Cardiovascular disease is the leading cause of death in Australian women. Women are more likely than men to die in the first year after a heart attack, and one of the reasons is delay — both in seeking care and in being diagnosed once they arrive at hospital.
The symptoms that often get missed
Crushing central chest pain is one presentation of a heart attack, but it is far from the only one. Women are more likely than men to present with:
- Unexplained breathlessness
- Fatigue out of proportion to activity
- Pain in the upper back, jaw, neck, or arm rather than the chest
- Nausea or indigestion-like discomfort
- A sense of unease or impending doom
These symptoms are easy to attribute to anxiety, reflux, or musculoskeletal pain. They sometimes are. But in the right clinical context — particularly with risk factors, exertional triggers, or a strong family history — they should prompt an electrocardiogram and a troponin blood test, not reassurance.
What you can do
If you are uncertain whether your symptoms are cardiac, the safest action is to call triple zero. Australian ambulance services are well practised at sorting out chest pain on the way to hospital and getting people to the right care quickly.

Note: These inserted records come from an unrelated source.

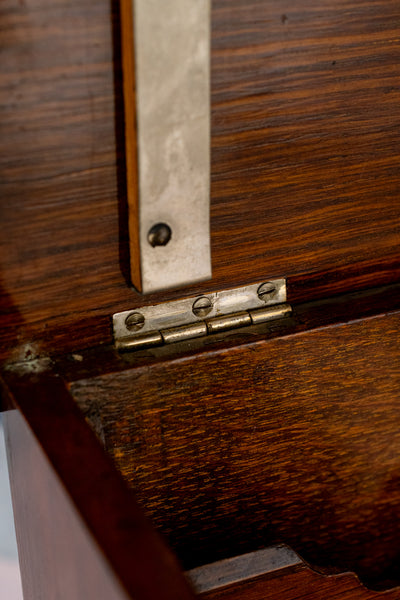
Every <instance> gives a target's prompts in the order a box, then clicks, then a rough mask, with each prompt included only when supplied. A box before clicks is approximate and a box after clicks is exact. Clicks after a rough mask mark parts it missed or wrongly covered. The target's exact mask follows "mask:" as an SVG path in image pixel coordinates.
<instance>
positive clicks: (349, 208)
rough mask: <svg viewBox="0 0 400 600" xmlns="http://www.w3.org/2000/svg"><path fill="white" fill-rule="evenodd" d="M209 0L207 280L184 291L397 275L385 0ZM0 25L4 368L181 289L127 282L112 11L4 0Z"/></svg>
mask: <svg viewBox="0 0 400 600" xmlns="http://www.w3.org/2000/svg"><path fill="white" fill-rule="evenodd" d="M212 6H213V10H212V190H211V192H212V193H211V214H212V220H211V228H212V255H213V273H214V275H213V280H212V281H211V282H210V283H209V284H204V285H201V286H197V287H196V288H192V289H191V290H185V293H189V292H190V293H193V294H194V293H197V292H199V291H200V290H203V291H204V290H207V289H219V288H225V287H229V286H232V287H233V286H235V285H240V284H245V283H250V282H255V281H259V280H262V279H264V278H267V279H268V278H271V277H275V276H279V277H281V276H287V277H289V289H290V290H292V293H293V298H292V299H296V297H301V298H303V299H309V298H310V297H312V296H314V295H320V296H321V295H331V294H332V291H333V292H335V293H336V292H338V293H339V292H341V291H343V290H346V289H355V288H361V287H368V286H373V285H380V284H386V283H388V282H390V281H394V280H396V279H398V278H399V259H398V244H399V212H398V197H399V190H400V167H399V147H400V146H399V141H400V108H399V106H400V102H399V101H400V89H399V86H398V79H399V75H400V66H399V65H400V43H399V19H400V5H399V3H398V0H365V1H364V2H356V1H355V0H352V1H350V0H338V1H337V2H335V3H334V4H332V2H331V1H330V0H318V1H317V0H310V1H308V2H306V3H305V2H303V1H300V0H296V1H295V2H291V3H286V4H285V3H283V4H282V2H280V1H278V0H268V1H266V0H256V1H255V0H253V1H251V2H245V1H244V0H232V1H230V2H229V3H227V2H225V1H224V0H216V1H215V2H213V3H212ZM0 19H1V23H2V31H1V41H0V122H1V136H0V144H1V149H0V171H1V188H0V190H1V191H0V193H1V205H0V220H1V225H2V226H1V233H0V251H1V254H0V275H1V281H0V285H1V288H2V291H1V299H0V306H1V311H0V312H1V315H2V316H1V319H0V332H1V333H0V339H1V357H2V358H4V357H8V358H9V359H11V360H20V359H23V358H26V357H29V356H32V355H35V354H38V353H39V354H40V353H41V352H46V351H49V349H51V351H53V352H54V349H56V351H57V352H59V353H60V354H62V353H63V352H65V351H69V350H72V349H76V348H77V347H78V346H82V347H89V346H91V345H93V346H94V345H97V344H99V343H108V342H109V341H110V340H111V329H110V315H111V314H112V313H113V312H117V311H119V310H124V309H127V308H129V307H134V306H135V305H136V306H137V305H138V304H139V305H140V304H143V303H154V302H155V301H159V300H160V299H169V298H173V297H177V296H180V295H182V293H183V292H172V291H170V292H168V293H166V294H160V295H157V296H156V295H151V296H148V297H146V298H145V299H143V298H142V297H141V296H138V295H137V294H136V293H135V292H134V291H132V289H130V287H129V285H128V273H129V260H128V236H127V221H126V218H127V214H126V182H125V171H124V140H123V111H122V79H121V60H120V58H121V57H120V49H119V46H120V36H119V14H118V2H117V1H116V0H115V1H114V0H112V1H111V2H109V1H107V2H105V1H104V0H100V1H99V2H91V1H90V0H82V1H79V2H78V1H77V0H72V1H69V2H66V1H65V0H56V1H51V2H50V0H36V2H35V3H34V4H32V3H27V2H20V3H16V2H13V1H12V0H3V1H2V2H1V6H0ZM292 278H293V284H292ZM309 278H311V279H310V284H311V285H309V284H308V283H307V282H308V281H309ZM296 294H297V296H296Z"/></svg>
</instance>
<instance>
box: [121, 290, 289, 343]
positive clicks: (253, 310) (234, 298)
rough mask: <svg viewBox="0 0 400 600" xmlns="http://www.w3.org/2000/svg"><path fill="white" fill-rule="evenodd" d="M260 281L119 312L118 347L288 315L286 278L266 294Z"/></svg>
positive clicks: (288, 311)
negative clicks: (152, 305) (210, 292)
mask: <svg viewBox="0 0 400 600" xmlns="http://www.w3.org/2000/svg"><path fill="white" fill-rule="evenodd" d="M260 285H261V284H259V283H258V284H254V285H249V286H244V287H240V288H234V289H231V290H224V291H221V292H213V293H211V294H207V296H199V297H198V298H186V299H184V300H176V301H174V302H166V303H164V304H159V305H156V306H143V307H141V308H138V309H135V310H130V311H125V312H122V313H117V314H115V315H114V317H113V325H114V338H115V345H116V348H117V349H118V350H121V351H129V350H135V349H137V348H144V347H150V346H160V345H162V344H172V343H175V342H179V341H182V340H187V339H192V338H198V337H203V336H206V335H211V334H214V333H218V332H220V331H226V330H229V329H235V328H238V327H246V326H249V325H256V324H259V323H265V322H267V321H271V320H274V319H280V318H283V317H286V316H288V315H289V314H290V313H291V307H290V305H289V304H286V303H285V302H286V282H285V280H284V279H277V280H275V281H273V282H269V283H268V286H269V287H268V293H267V294H259V289H260ZM138 328H139V329H138Z"/></svg>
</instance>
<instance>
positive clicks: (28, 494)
mask: <svg viewBox="0 0 400 600" xmlns="http://www.w3.org/2000/svg"><path fill="white" fill-rule="evenodd" d="M4 422H5V430H6V435H7V448H8V455H9V471H10V481H11V485H12V492H13V508H14V516H15V523H16V533H17V538H18V557H19V563H20V572H21V581H22V586H23V594H24V600H39V599H41V598H44V599H46V600H50V598H57V599H58V600H85V599H88V598H97V599H98V600H129V597H128V595H127V593H126V591H125V590H124V589H123V587H122V586H121V585H120V583H119V581H118V578H117V576H116V575H115V573H114V572H113V571H112V569H110V566H109V564H108V563H107V561H106V560H104V557H103V554H102V552H101V550H100V549H99V547H98V546H97V545H96V544H95V543H94V542H93V539H92V538H91V536H90V535H88V531H87V529H86V524H85V522H84V521H83V520H82V519H81V518H80V516H79V513H78V512H77V510H76V509H75V507H74V505H73V504H72V503H71V500H70V498H69V496H68V493H67V492H66V490H65V488H64V487H63V485H62V483H61V481H60V480H59V479H58V477H57V475H56V473H55V472H54V470H53V469H52V467H51V465H50V463H49V462H48V460H47V458H46V456H45V455H44V453H43V451H42V449H41V447H40V444H39V443H38V441H37V440H36V438H35V437H34V435H33V434H32V432H31V430H30V429H29V426H28V424H27V422H26V421H25V420H24V418H23V416H22V415H21V413H20V412H19V411H18V410H12V411H8V412H6V413H5V415H4ZM83 573H84V576H83ZM2 594H4V592H3V590H2ZM3 597H4V600H6V597H5V596H3Z"/></svg>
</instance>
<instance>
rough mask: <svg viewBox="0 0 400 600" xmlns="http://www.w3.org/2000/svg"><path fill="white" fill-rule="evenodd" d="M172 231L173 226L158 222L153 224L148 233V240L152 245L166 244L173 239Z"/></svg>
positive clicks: (151, 244)
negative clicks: (153, 224)
mask: <svg viewBox="0 0 400 600" xmlns="http://www.w3.org/2000/svg"><path fill="white" fill-rule="evenodd" d="M171 236H172V231H171V227H170V226H169V225H167V224H166V223H157V224H156V225H153V227H152V228H151V229H150V231H149V233H148V234H147V241H148V242H149V244H150V246H153V248H155V247H156V246H166V245H167V244H168V242H169V240H170V239H171Z"/></svg>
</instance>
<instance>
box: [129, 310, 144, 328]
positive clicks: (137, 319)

If you have intermediate-risk features and recurring symptoms — exertional breathlessness, atypical chest discomfort, female-specific risk factors such as pre-eclampsia or premature menopause — book a non-urgent review with your GP and ask for a formal cardiovascular risk assessment. A specialist referral is appropriate when the picture is unclear or risk is intermediate-to-high.
This article is general in nature and is not a substitute for individual medical assessment.